British businessman (born 1946)

Christopher Garnett OBE (born 10 January 1946) is a retired British businessperson who served as a member of the Board of the Olympic Delivery Authority for London 2012, and was previously the Chief Executive Officer of Great North Eastern Railway and simultaneously Senior Vice President and Chief Executive of the Rail Division of Sea Containers, GNER's parent company.

Before this, Garnett was Regional Manager - Eastern Division for Sealink when it was a Sea Containers subsidiary, before becoming Commercial Director of Eurotunnel. He later returned to Sea Containers to lead their successful bid to operate the InterCity East Coast passenger rail franchise, which commenced as part of the privatisation of British Rail in April 1996. This seven-year contract was extended by two years in 2003, before GNER won a new contract in 2005. Garnett also presided over this deal, which saw GNER commit to paying the UK government GBP1.3 billion in premia - a record transaction for European railways. Beyond GNER, Garnett led Sea Containers' bids for other British passenger rail operations, including the South Western, South Eastern and Greater Western franchises.

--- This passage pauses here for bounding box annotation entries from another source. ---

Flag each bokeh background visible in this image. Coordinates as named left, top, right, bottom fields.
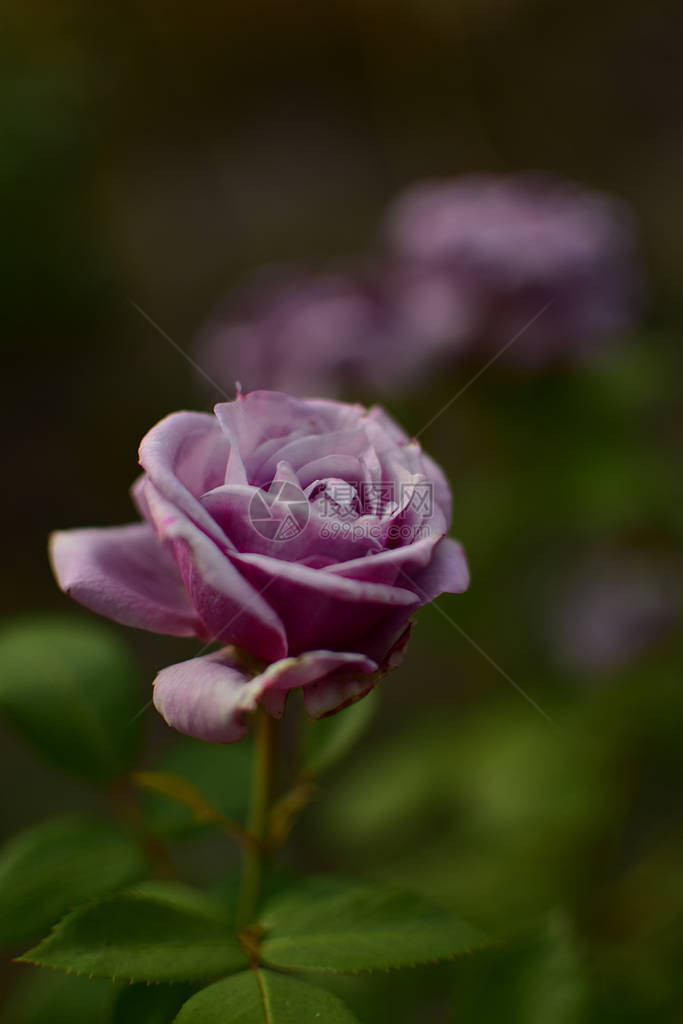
left=0, top=0, right=683, bottom=1024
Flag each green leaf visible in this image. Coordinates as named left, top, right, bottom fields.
left=177, top=971, right=356, bottom=1024
left=0, top=617, right=143, bottom=782
left=19, top=882, right=247, bottom=981
left=142, top=737, right=252, bottom=838
left=112, top=984, right=195, bottom=1024
left=455, top=914, right=587, bottom=1024
left=260, top=878, right=483, bottom=972
left=303, top=689, right=379, bottom=776
left=0, top=970, right=117, bottom=1024
left=0, top=817, right=144, bottom=946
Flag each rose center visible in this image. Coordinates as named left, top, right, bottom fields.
left=307, top=476, right=362, bottom=519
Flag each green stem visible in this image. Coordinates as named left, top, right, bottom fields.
left=238, top=708, right=276, bottom=928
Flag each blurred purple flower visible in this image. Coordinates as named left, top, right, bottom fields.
left=554, top=554, right=680, bottom=675
left=50, top=391, right=469, bottom=742
left=385, top=174, right=642, bottom=364
left=197, top=269, right=438, bottom=397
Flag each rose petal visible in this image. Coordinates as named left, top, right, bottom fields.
left=229, top=553, right=421, bottom=656
left=136, top=413, right=229, bottom=543
left=405, top=537, right=470, bottom=604
left=146, top=485, right=287, bottom=662
left=49, top=523, right=200, bottom=636
left=154, top=650, right=262, bottom=743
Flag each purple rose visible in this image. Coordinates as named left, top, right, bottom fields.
left=197, top=268, right=416, bottom=397
left=386, top=174, right=642, bottom=364
left=50, top=391, right=468, bottom=742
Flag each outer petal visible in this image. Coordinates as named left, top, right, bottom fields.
left=49, top=523, right=204, bottom=636
left=146, top=485, right=287, bottom=662
left=136, top=413, right=229, bottom=544
left=154, top=647, right=379, bottom=743
left=154, top=649, right=262, bottom=743
left=403, top=537, right=470, bottom=604
left=255, top=650, right=379, bottom=718
left=229, top=553, right=421, bottom=656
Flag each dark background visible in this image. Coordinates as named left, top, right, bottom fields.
left=0, top=0, right=683, bottom=1024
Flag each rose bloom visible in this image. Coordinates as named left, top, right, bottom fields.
left=385, top=174, right=642, bottom=365
left=196, top=267, right=424, bottom=397
left=50, top=391, right=469, bottom=742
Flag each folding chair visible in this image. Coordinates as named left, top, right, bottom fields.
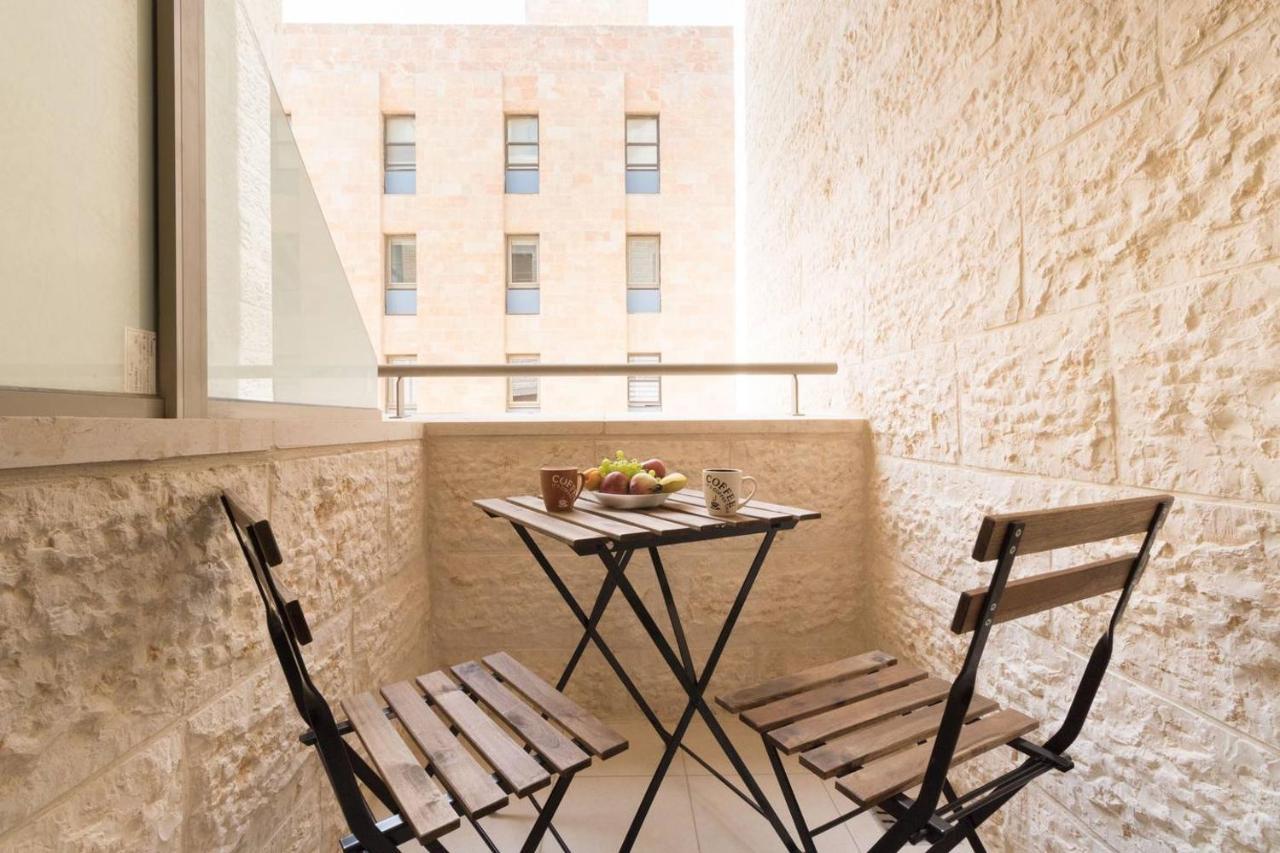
left=221, top=493, right=627, bottom=853
left=717, top=494, right=1174, bottom=853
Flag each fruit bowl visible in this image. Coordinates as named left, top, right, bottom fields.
left=593, top=492, right=671, bottom=510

Garnett left GNER towards the end of August 2006 amid growing concerns over Sea Containers' financial stability and, consequently, speculation over the future of GNER, with Sea Containers' largest shareholder Conner & Birdwell saying "[Sea Containers] will be liquidated and sold." (see Rail Magazine, 'Culture of fear' grips GNER, issue 546). This was alongside a High Court judgement rejecting GNER's application for a judicial review over Grand Central's access to the East Coast Main Line. However, his departure was apparently of his own volition, despite earlier speculation in Edinburgh Evening News that he would stand down.

== Honours ==
He was appointed Officer of the Order of the British Empire (OBE) in the 2013 New Year Honours for services to the London 2012 Olympic and Paralympic Games.

== Family ==
Garnett is the son of (William) John Garnett, CBE, the British industrial relations campaigner, the brother of headhunter and former Conservative politician Virginia, Baroness Bottomley, the nephew of former Labour politician Peggy, Baroness Jay. Garnett's late wife was The Hon. Su Garnett née Swann, elder daughter of Michael, Baron Swann; she died on 23 April, 2022.